LB’S NOTE: A few weeks ago, Fake Video, made possible by comparatively easy to use software that can replace people’s faces and expressions with those of others without an overt sign of doctoring, was the latest Big Scary Thing.
Now, however, we’re talking about something even more fascinating – to me anyway – AI voice replacement so natural that, at the very least, an awful lot of actors may soon be out of jobs. TVWriter™ Bob Tinsley tells the tale (in his own voice).
by Bob Tinsley
I’ve recently begun following the Voice First movement and the influence of AI in publishing.
Because of the boom in the audiobook market writers often make more money from their audiobooks than they do from their print and ebook books combined, and that divide increases every day. Fewer units sold, but bigger profit margins.
This is leading to an increasing preference for releasing audiobooks either before the print release or simultaneous with. Usually, because of production times (see below) audiobook releases lag print and ebook by a couple of months.
The increasing use of voice interfaces with computers and web entities
like Alexa, Siri, and Google Assistant has led to voice SEO.
If you ask Alexa to find books by a given author it won’t find anything
unless that author has audiobooks — in Amazon’s environment! Same
with Siri and Google Assistant. So if you don’t have voice products out there, you don’t get found.
So, Voice First. Of course this narrow-search will probably get corrected somewhere down the line, but the smart ones aren’t waiting for that.
Fitting nicely with this is the disruptive role of AI.
Joanna Penn, who runs a high-six-figure, one-person publishing business and is always looking to the future to find ways to keep that business growing, is fascinated with the role of AI in voice emulation.
She went to a website called lyrebird.ai, gave them a 45-second sample of her voice, and the AI gave her back a generated file of a different text in her
voice with her inflections. She could tell it wasn’t really her voice, but it was close. If their service were commercially ready she said she’d be using it to produce her podcasts now.
Amazon Web Services has a service called Polly. It will convert any text file into a mp3 file. I’ve been playing with it for a couple of days.

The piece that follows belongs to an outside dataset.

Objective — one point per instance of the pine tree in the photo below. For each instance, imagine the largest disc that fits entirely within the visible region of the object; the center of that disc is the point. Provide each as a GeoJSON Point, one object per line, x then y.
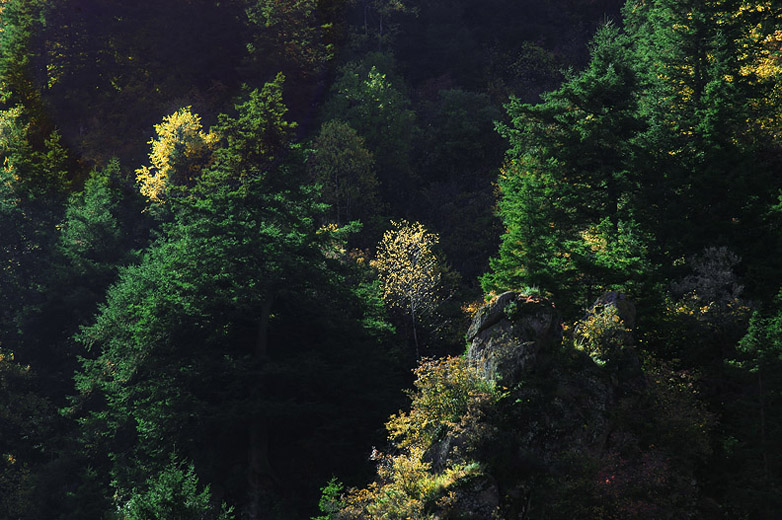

It converted a 4,400 word short story into a mp3 file in a fraction of a second.
The voice (Polly has, at present, four female voices and three male voices available in 26 languages) is still robotic but better than any widely available text-to-speech engine currently available. The tone of these voices actually rises at the end of a question.
Not only is it fast, it’s essentially free. You can convert over 800,000 words for free per month Over that, it costs an extremely reasonable $4.00 or so per each additional 160,000 words.
Couple this info with Voice First. Producing a 100,000 word book today
will cost between $1,800 to $2,600 and take a couple of months, depending on how busy the narrator is. Polly will do it in minutes for nothing.
I am experimenting with having Polly narrate another of my stories with several voices. I divided my story into blocks, or scripts, for different voices then ran the blocks through Polly using two female voices and two male voices.
A 3,500 word story took me about an hour to divide the text into four scripts and less than a second to convert each script. I need more than two male voices, but I can frequency shift the ones I have to get the others.
I loaded the mp3 files into Audacity and greatly improved intelligibility just by doing some amplifying, normalizing, and equalizing. So far, I’d say I’ve got about 2 hours into the project. Next comes production and editing. I figure I’ll probably come out under 6 hours in two or three days. My Wild Bill production with real live actors for Drift & Ramble took a month and around 20 hours for production.
Now no one will mistake this for a human dramatic reading, but the
advantages are obvious. A lot of people won’t be able to stand it for very long, but there are also a lot of people out there who listen at 1.5 to 3 times normal speed, want content, and don’t care what it sounds like as long as it’s intelligible. This technique seems perfect for that audience.
It’s also perfect for creators who want to start a podcast, but are mic-shy,
don’t have the training, don’t have a quiet recording space, don’t
have the equipment.
Write out your podcast, run it through Polly, and post it. Zero time investment past the writing which our (not really so mythical) was going to
I’m thinking that as time goes by, not only will audiences become more used to listening to generated voices, those generated voices will improve until they are indistinguishable from human voices. When they do, audio performances of all kinds will have an exciting and potentially very profitable new twist.
We aren’t there yet, but we will be. A whole new generation of creative dreamers will have the best chance in history to share their dreams (and not go broke doing it).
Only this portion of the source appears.